Clive Andrew Williams (1915?-1980), Aboriginal leader, was born probably on 22 February 1915 at Casino, New South Wales, second of five children of Walter Williams, an Aboriginal tracker, and his wife Violet, née Joseph, from Queensland. Clive attended the public school and was one of few Aborigines accepted at Casino Intermediate High School. At the age of 15 he began work on the railways at Coonabarabran. He returned to Casino where he was employed in the butter factory. While still a young man, Williams planned to travel to Bellbrook on the Macleay River to participate in an initiation ceremony. He found, to his disappointment, that the ceremonies had recently been discontinued, as they had among his own Bundjalung people on the Richmond and Clarence rivers.

At St John’s Presbyterian Church, Coraki, on 26 April 1941 Williams married Ida Drew, who had been taken from her parents by the Aborigines Protection Board. He built a rough dwelling and continued to work in the Casino butter factory. The family then lived for a time on the Aboriginal reserve, but in 1962 moved to a cottage in the town. In the mid-1960s Williams accepted accommodation at Tranby Co-operative College for Aborigines at Glebe, Sydney, where his work with Rev. Alfred Clint and the Co-operative for Aborigines Ltd was highly regarded. He gained employment with the Department of Main Roads and brought his growing family to their new home at Rozelle.

Having joined the Aboriginal-Australian Fellowship, Williams attended the annual conferences of the Federal Council for the Advancement of Aborigines and Torres Strait Islanders. Before the 1967 referendum, he helped in the successful campaign for the removal of the two offensive clauses in the Constitution relating to Aborigines. A member of the executive committee of the Aboriginal Education Council, he was involved with the early leadership training schools and other community development programmes. His wise counsel was appreciated.

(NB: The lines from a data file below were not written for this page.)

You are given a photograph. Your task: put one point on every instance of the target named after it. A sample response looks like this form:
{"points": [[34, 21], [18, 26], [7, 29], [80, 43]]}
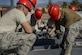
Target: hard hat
{"points": [[33, 2], [26, 3], [38, 14], [74, 8], [54, 11]]}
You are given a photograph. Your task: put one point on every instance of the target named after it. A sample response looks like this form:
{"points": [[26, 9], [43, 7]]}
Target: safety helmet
{"points": [[33, 2], [54, 11], [74, 8], [38, 14], [26, 3]]}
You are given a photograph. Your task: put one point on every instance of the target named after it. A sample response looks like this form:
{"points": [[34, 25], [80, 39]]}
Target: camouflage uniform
{"points": [[73, 24]]}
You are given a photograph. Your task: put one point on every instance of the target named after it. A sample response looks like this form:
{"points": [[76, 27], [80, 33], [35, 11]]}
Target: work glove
{"points": [[58, 34]]}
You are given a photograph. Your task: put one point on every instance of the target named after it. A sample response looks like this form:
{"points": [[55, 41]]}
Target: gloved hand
{"points": [[58, 33]]}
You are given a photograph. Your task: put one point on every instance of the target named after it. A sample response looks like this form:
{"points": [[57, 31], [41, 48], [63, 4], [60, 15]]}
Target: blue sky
{"points": [[7, 2]]}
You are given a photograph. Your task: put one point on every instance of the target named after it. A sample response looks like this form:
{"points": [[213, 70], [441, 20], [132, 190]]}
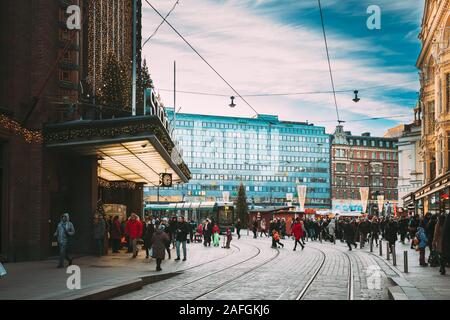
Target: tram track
{"points": [[350, 289], [210, 274]]}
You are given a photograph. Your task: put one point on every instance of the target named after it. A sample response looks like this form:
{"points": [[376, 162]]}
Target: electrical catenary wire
{"points": [[329, 62], [201, 57], [391, 86], [162, 22]]}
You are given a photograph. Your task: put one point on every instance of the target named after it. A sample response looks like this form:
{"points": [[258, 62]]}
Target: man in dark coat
{"points": [[159, 242], [349, 234], [181, 234], [446, 242]]}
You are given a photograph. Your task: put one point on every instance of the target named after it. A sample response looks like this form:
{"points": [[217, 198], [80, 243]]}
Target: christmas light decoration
{"points": [[30, 136]]}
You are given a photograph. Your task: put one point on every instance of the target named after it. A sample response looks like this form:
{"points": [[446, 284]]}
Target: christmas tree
{"points": [[242, 206]]}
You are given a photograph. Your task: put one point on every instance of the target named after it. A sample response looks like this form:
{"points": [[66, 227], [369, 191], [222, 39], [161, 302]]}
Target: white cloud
{"points": [[258, 55]]}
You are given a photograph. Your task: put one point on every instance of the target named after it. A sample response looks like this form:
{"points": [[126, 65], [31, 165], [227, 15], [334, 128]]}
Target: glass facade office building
{"points": [[270, 157]]}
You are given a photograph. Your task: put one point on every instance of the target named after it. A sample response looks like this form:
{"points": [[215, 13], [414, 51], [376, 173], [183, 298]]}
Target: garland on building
{"points": [[116, 184], [30, 136], [116, 89]]}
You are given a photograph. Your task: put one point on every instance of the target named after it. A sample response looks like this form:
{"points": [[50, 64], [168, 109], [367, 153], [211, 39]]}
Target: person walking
{"points": [[148, 235], [116, 234], [229, 238], [99, 233], [437, 242], [349, 234], [390, 233], [255, 228], [182, 232], [238, 228], [64, 234], [133, 229], [422, 238], [263, 228], [276, 239], [297, 231], [160, 241], [216, 238], [332, 231], [207, 233]]}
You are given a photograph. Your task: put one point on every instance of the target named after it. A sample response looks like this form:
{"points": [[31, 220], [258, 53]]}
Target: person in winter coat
{"points": [[148, 235], [332, 230], [207, 233], [349, 234], [64, 233], [390, 233], [160, 240], [99, 233], [215, 232], [423, 240], [374, 231], [238, 227], [446, 241], [263, 228], [276, 239], [181, 237], [133, 229], [255, 228], [437, 242], [116, 234], [297, 231], [229, 238]]}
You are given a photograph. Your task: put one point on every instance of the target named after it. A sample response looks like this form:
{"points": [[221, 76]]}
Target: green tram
{"points": [[221, 213]]}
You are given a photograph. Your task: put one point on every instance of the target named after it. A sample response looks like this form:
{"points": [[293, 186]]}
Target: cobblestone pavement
{"points": [[258, 272]]}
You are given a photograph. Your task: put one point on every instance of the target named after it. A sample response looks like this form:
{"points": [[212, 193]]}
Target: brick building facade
{"points": [[363, 161]]}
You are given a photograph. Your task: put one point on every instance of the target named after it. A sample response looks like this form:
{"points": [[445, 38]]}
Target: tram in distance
{"points": [[222, 213]]}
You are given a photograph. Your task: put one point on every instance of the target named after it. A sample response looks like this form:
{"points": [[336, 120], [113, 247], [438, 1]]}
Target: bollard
{"points": [[405, 261], [394, 256]]}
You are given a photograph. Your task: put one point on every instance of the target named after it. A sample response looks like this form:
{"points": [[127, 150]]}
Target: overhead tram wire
{"points": [[159, 26], [267, 94], [329, 62], [201, 57]]}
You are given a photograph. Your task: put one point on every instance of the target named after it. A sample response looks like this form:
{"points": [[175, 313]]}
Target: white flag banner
{"points": [[301, 190], [380, 199], [364, 191]]}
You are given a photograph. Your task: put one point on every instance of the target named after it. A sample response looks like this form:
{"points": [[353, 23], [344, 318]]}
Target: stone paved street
{"points": [[251, 269]]}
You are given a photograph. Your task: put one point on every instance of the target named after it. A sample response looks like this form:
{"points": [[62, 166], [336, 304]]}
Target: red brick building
{"points": [[58, 151], [363, 161]]}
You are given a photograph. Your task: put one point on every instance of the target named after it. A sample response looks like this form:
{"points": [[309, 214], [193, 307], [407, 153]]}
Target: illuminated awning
{"points": [[128, 149]]}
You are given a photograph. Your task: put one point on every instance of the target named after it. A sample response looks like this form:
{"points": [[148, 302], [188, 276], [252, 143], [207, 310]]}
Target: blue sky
{"points": [[269, 46]]}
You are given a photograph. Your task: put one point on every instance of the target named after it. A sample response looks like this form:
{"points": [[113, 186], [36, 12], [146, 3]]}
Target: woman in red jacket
{"points": [[297, 231]]}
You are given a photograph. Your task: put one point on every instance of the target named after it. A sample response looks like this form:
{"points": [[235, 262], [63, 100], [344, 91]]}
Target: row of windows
{"points": [[372, 143], [364, 182], [354, 194], [226, 166], [341, 153], [260, 157], [235, 177], [234, 126], [179, 133]]}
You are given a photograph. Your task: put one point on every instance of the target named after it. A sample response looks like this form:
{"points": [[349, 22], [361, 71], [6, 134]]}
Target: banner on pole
{"points": [[301, 190], [380, 199], [364, 191]]}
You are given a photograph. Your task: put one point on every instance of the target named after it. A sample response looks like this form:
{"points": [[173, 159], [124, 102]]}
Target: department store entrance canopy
{"points": [[133, 149]]}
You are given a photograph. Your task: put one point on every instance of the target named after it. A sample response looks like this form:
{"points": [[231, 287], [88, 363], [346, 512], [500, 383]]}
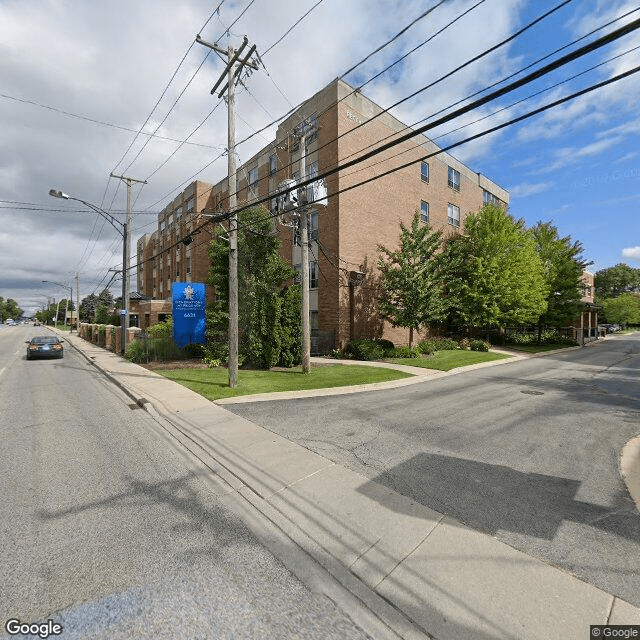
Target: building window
{"points": [[313, 275], [453, 215], [424, 212], [454, 179], [489, 198], [424, 172], [312, 223]]}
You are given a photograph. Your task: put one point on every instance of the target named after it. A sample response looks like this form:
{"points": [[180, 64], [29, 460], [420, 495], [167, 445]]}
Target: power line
{"points": [[505, 108], [430, 85], [423, 15], [274, 122], [521, 118]]}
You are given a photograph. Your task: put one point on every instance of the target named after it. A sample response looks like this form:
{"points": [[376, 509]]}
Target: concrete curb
{"points": [[405, 571], [629, 464]]}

In the 1960s the Commonwealth government was promoting the doctrine of ‘assimilation’, while Aboriginal organizations, especially F.C.A.A.T.S.I., wanted increased recognition of Aboriginal identity. Caught between two worlds, Williams was fiercely proud of his Aboriginal heritage but remained gentle and non-aggressive. In 1967 he took the leading role in a film, One Man’s Road, produced by the Commonwealth Film Unit for the Department of Interior; in it he and Ida told of their life and struggles. He was dismayed to discover that the Department of Territories used the film as propaganda to promote assimilation.

Williams and his family returned to the North Coast where he quickly became involved with the community. He was a leader among a group of Aboriginal elders who worked with the administrators of the Northern Rivers College of Advanced Education towards the recognition of the interests of the Bundjalung and other Aboriginal communities in the area. Suffering from hypertension, Clive Williams died of myocardial infarction on 1 December 1980 at his Lismore home and was buried in Goonellabah cemetery. His wife, and their three sons and six daughters survived him.